TOOLS THAT WOULD MAKE IT EASIER - Rivet Set, Leather Punch, Hobbyists Anvil.

The first thing to do is remove the Nameplate(s) and attaching hardware from the package - being careful not to lose anything. Next, match the plates with what they will be attached to: saddles, bridles, halters, etc. Now look at your attaching hardware. You should have some brass Escutcheon Pins (those things that look like round-headed nails) and, if the plate is for anything other than a saddle, some Copper Burrs (those things that look like small washers). Take some time to familiarize yourself with these items.

Please Note - we use Escutcheon Pins and Burrs because they are the correct hardware for attaching plates to equipment. Screws, bolts, split rivets (the bend over the back type), and quick rivets (the hammer together type) were not designed for attaching Nameplates to tack. We have heard too many horror stories about those types of hardware failing and blinding horses, gashing horses or people, and just too frequently coming off. Have patience and try it our way, it doesn't take much longer to do it correctly and the Nameplates will then stay safely and securely on your equipment. So, take a little of whatever you use to relax and dive in, it only looks difficult.

HALTERS - These use the heavy Pins that are 3/4" long (or longer) and the Copper Burrs. If you have a Rivet Set, you WILL use the burrs that you are going to swear will not fit onto the pins.
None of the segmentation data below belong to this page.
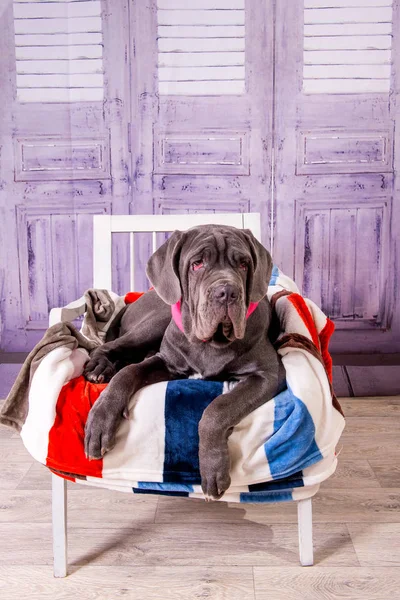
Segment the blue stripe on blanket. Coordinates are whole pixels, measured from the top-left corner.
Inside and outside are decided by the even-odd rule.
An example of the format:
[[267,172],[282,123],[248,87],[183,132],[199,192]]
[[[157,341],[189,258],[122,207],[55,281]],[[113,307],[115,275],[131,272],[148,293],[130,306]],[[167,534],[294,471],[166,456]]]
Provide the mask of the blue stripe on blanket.
[[180,498],[189,498],[189,492],[169,492],[168,490],[142,490],[141,488],[132,488],[134,494],[157,494],[157,496],[179,496]]
[[135,494],[160,494],[161,496],[188,497],[194,491],[192,485],[183,483],[156,483],[151,481],[138,481],[138,486],[133,487]]
[[199,421],[220,394],[219,381],[170,381],[165,394],[164,482],[200,483]]
[[269,285],[276,285],[276,280],[279,277],[279,269],[276,265],[272,268],[271,279],[269,280]]
[[242,492],[240,502],[289,502],[293,500],[292,492],[255,493]]
[[315,426],[306,405],[290,387],[274,399],[274,432],[264,444],[271,475],[282,479],[323,458],[315,442]]
[[253,483],[249,485],[249,492],[268,492],[274,490],[290,490],[295,487],[304,487],[303,472],[298,471],[284,479],[275,479],[264,483]]

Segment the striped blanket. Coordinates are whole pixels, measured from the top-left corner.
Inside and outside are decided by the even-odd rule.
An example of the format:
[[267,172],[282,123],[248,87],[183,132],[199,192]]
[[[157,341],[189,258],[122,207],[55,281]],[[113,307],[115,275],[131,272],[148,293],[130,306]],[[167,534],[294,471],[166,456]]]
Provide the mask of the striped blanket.
[[[112,296],[116,310],[137,298]],[[331,385],[328,342],[333,324],[277,267],[268,297],[287,389],[234,428],[229,438],[232,483],[224,501],[308,498],[337,464],[335,448],[344,417]],[[87,324],[81,330],[84,335],[85,331]],[[35,369],[21,429],[31,455],[53,472],[83,485],[203,498],[198,423],[205,407],[235,381],[185,379],[140,390],[131,399],[130,418],[123,421],[116,446],[103,459],[89,461],[83,445],[85,422],[107,384],[83,378],[87,358],[82,345],[61,345]]]

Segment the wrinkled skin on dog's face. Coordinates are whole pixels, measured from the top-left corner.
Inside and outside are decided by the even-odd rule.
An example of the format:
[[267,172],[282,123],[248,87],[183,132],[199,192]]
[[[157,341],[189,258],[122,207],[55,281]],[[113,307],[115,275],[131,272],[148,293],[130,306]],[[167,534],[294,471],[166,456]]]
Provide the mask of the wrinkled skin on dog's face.
[[163,300],[182,301],[190,341],[224,346],[244,338],[247,309],[265,295],[271,268],[250,231],[203,225],[174,232],[150,258],[147,274]]
[[225,228],[199,231],[184,244],[180,261],[182,299],[189,307],[191,336],[214,344],[242,339],[248,307],[248,273],[253,270],[244,235]]

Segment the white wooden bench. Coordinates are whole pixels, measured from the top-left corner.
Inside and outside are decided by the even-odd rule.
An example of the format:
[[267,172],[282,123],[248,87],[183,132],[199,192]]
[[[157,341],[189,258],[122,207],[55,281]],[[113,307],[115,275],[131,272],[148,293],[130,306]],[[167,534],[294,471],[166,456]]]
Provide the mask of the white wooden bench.
[[[111,236],[113,233],[130,234],[130,282],[134,290],[134,248],[136,233],[152,234],[152,250],[157,249],[157,233],[175,229],[185,230],[196,225],[217,223],[250,229],[260,240],[261,223],[258,213],[221,213],[195,215],[95,215],[93,217],[93,287],[112,288]],[[127,290],[129,291],[129,290]],[[73,320],[85,312],[83,299],[65,308],[50,312],[50,325],[60,320]],[[311,498],[297,501],[300,563],[313,564],[312,502]],[[268,507],[266,507],[268,510]],[[52,475],[52,518],[54,576],[67,575],[67,481]]]

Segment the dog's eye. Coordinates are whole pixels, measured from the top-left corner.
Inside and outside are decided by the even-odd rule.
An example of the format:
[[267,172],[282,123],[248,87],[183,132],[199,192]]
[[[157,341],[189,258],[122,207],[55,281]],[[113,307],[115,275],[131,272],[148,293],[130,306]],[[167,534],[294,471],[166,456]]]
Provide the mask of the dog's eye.
[[195,262],[192,263],[192,269],[193,269],[193,271],[198,271],[203,266],[204,265],[203,265],[203,261],[202,260],[196,260]]

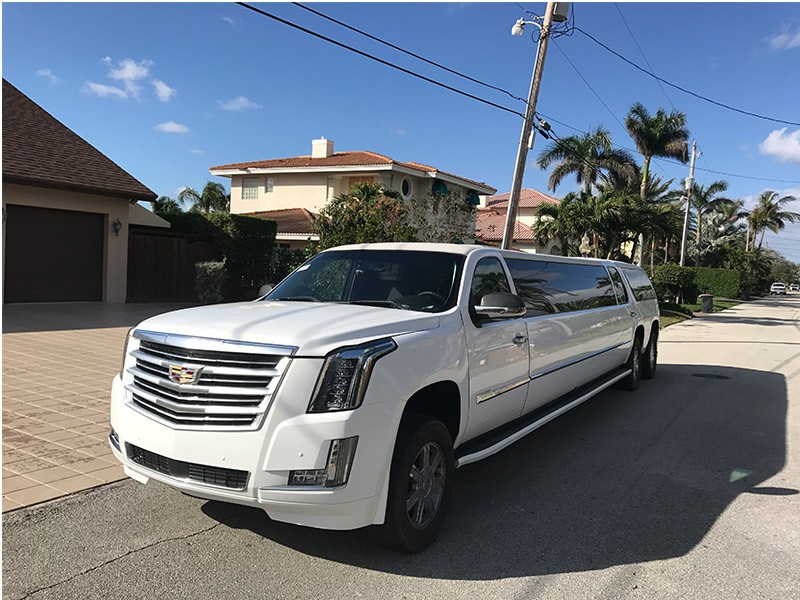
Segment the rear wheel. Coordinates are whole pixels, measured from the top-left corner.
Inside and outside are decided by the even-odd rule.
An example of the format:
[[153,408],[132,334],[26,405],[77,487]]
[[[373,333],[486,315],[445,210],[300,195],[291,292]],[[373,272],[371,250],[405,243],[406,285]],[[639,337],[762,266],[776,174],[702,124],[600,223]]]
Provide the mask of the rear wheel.
[[639,336],[633,338],[633,347],[626,366],[630,369],[630,373],[620,381],[620,384],[623,389],[634,391],[642,379],[642,341]]
[[407,415],[397,436],[378,541],[408,553],[430,545],[444,522],[454,471],[453,443],[444,424]]
[[652,379],[656,374],[656,365],[658,364],[658,329],[653,329],[650,334],[650,341],[647,343],[647,349],[642,356],[642,378]]

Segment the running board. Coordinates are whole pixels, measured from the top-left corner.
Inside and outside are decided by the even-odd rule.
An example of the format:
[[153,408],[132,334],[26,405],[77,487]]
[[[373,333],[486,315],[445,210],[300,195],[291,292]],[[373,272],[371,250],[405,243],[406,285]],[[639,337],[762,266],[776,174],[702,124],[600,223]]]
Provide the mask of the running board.
[[479,460],[488,458],[492,454],[500,452],[500,450],[521,440],[532,431],[539,429],[542,425],[546,425],[556,417],[563,415],[571,408],[583,404],[592,396],[614,385],[620,379],[624,379],[630,375],[630,373],[631,370],[627,367],[615,369],[610,374],[579,387],[566,396],[533,411],[529,415],[525,415],[495,431],[490,431],[474,440],[470,440],[456,449],[456,467],[463,467],[464,465],[478,462]]

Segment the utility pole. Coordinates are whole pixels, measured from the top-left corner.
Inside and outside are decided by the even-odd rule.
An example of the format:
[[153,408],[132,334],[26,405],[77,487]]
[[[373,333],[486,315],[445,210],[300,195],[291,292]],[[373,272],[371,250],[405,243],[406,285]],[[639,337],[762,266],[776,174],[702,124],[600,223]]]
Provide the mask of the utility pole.
[[[559,3],[562,5],[563,2]],[[568,4],[568,3],[567,3]],[[506,213],[506,229],[503,234],[503,249],[511,248],[514,241],[514,226],[517,223],[517,208],[519,206],[519,194],[522,189],[522,176],[525,173],[525,161],[528,158],[528,150],[533,148],[533,119],[536,113],[536,100],[539,97],[539,86],[542,83],[542,72],[544,71],[544,59],[547,55],[547,44],[550,40],[550,29],[553,24],[553,14],[556,10],[555,2],[548,2],[542,22],[542,31],[539,35],[539,44],[536,49],[536,62],[533,67],[533,77],[531,78],[531,89],[528,93],[528,109],[525,111],[525,121],[522,124],[522,133],[519,136],[519,148],[517,149],[517,163],[514,165],[514,181],[511,184],[511,193],[508,196],[508,212]],[[559,11],[561,12],[561,11]],[[565,17],[559,17],[566,20]],[[521,21],[519,22],[521,23]]]
[[[686,240],[689,237],[689,211],[692,208],[692,187],[694,186],[694,161],[697,159],[697,140],[692,140],[692,162],[689,177],[686,178],[686,215],[683,218],[683,238],[681,239],[681,266],[686,265]],[[700,215],[697,216],[700,218]],[[700,249],[698,248],[698,251]]]

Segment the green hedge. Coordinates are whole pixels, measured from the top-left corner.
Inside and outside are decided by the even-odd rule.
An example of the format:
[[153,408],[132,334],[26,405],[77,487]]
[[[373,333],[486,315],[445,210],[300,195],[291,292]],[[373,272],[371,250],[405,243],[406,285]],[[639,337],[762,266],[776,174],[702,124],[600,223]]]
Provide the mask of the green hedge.
[[700,294],[712,294],[718,298],[738,298],[741,276],[732,269],[694,267],[694,287]]
[[230,213],[165,215],[172,230],[208,235],[225,261],[225,300],[250,300],[269,279],[275,246],[275,221]]

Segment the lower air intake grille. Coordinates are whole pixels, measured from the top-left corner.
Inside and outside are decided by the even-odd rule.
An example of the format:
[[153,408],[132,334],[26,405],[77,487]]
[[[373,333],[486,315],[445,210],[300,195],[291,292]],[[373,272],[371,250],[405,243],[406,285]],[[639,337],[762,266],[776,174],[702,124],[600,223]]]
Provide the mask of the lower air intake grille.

If you do not have a Rivet Set, the Burrs you use should slide easily onto the Pins.

STEP ONE - Place the plate where you want it to go and mark where the holes will be with the Awl. Put the plate aside.

STEP TWO - If you have a leather Punch, use the smallest punch and punch a hold through the leather. If you don't have a Leather Punch, or if you are attaching the plate to a nylon halter (yes, it can be done), use the Awl and the Hammer and make a hold STRAIGHT through the leather or nylon.

STEP THREE - Line up the plate with the holes and then hammer the Pins through the plate and whatever you are attaching it to. The Pins should have to be hammered through the plate, they should not slide through the holes. The tighter the Pins are in the holes, the easier it is to attach the plate. Next, take a piece of Masking Tape and completely cover the plate and the pin heads.

STEP FOUR - Turn the leather (or nylon) over so that the pointed ends of the Pins are sticking up. Now is when you need the hard surface (like a block of scrap hardwood) to hammer on, or the Hobbyists Anvil. If you don't have a Rivet Set, proceed to Step Five. If you have a Rivet Set, proceed to Step Six.

STEP FIVE - Place the Plate face down on the Anvil, or whatever Hard Surface you're working on. Take a small Copper Burr and place it over the end of the Escutcheon Pin. Take a Piece of Masking tape and force it down over the Pins to hold the Burrs in place. Proceed to Step Seven.

STEP SIX - Place the Plate face down on the Anvil, or whatever Hard Surface you're working on. Take a small Copper Burr and place it over the end of the Escutcheon Pin (remember, it should not slide down onto the pin). Now take the Rivet Set and place the hole in the end of the Rivet Set over the Burr and the Escutcheon Pin. Now take the Hammer and hit the other end of the Rivet Set until the Burr is tight against the leather (or nylon). Repeat for other Pin.

STEP SEVEN - Take the Wire Cutters (Metal Nips) and clip off the excess Pin as close to the Burr as possible.

STEP EIGHT - Use the round end of the Ballpeen Hammer and flatten out the remaining bit of the Pin. It will spread out across the Burr a bit. Be sure to flatten the edges with the Hammer as they could be sharp. You can check this by CAREFULLY running your finger across the back. Keep hammering until the cut end of the Pin is smooth. Repeat for the other Pin.

STEP NINE - Remove the tape from the front (and back) of the plate.

STEP TEN - Admire your work.

If you the steps above are too complicated or you do not have the tools mentioned, please contact your local tack shop or shoe cobbler and see if they offer attaching services - most do!